Sites selected for program to measure small wind energy potential in Arkansas

Friday, January 22, 2010

Four sites have been chosen to participate in a program that will measure wind energy potential. The announcement was made today by the Arkansas Energy Office of the Arkansas Economic Development Commission (AEDC) and the Department of Renewable Energy at John Brown University.

 

 Three of the four sites currently have wind measurement towers installed. The towers are installed on property owned by Terry Dunham of Booneville (Logan County); Thomas and Martha Bush, Romance (White County); and Carey and Bill Robertson, Bradford (White County). The fourth installation will take place on January 28 on the property of Jack Turner in Mansfield (Sebastian/Scott County).

 

Funding of approximately $50,000 for the Arkansas Anemometer Loan Program was provided from both the State of Arkansas and the U.S. Department of Energy’s Wind Powering America Program.

 

The participants borrow wind measurement instrumentation installed by faculty, staff and students at John Brown University to conduct a one-year measurement study on their property.  Initially, the program is supplying four 34-meter meteorological towers with the equipment necessary to measure and record wind speed and direction.
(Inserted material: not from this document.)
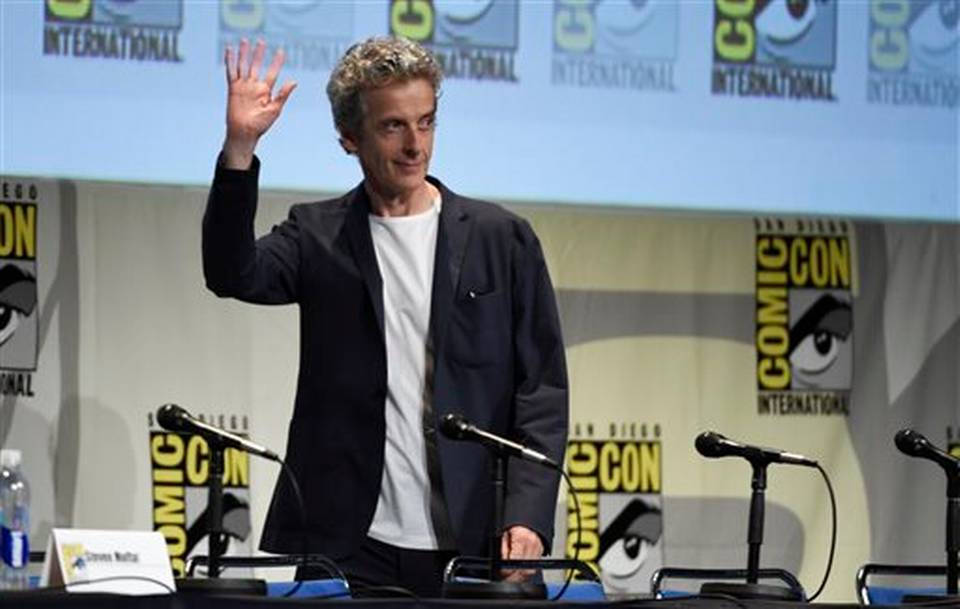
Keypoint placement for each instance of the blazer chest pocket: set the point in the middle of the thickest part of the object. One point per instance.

The data is collected and relayed remotely using cellular data plans.

 

“This program is one of the many exciting opportunities available as we continue to develop Arkansas’s wind energy resources,” said Chris Benson, director of the Arkansas Energy Office. “The data can help Arkansas’s farmers, ranchers, businesses, and homeowners determine if there is enough wind energy at their site to invest in a wind turbine.”

 

Each anemometer collects wind-speed data in 10-minute intervals. After the 12-month measurement period is completed and the data collected, the equipment will be relocated to other selected participants.

 

“Commercial enterprises here in Jackson County have jumped out on the leading edge of using wind technology, and we are excited about having hard data that will support further development and adaption of this new technology,” Robertson said. “It seems to be a win-win situation for our community to know what resources we have and have technical support for developing these resources right here at home.”

 

The second year of the program is anticipated to begin in summer 2010.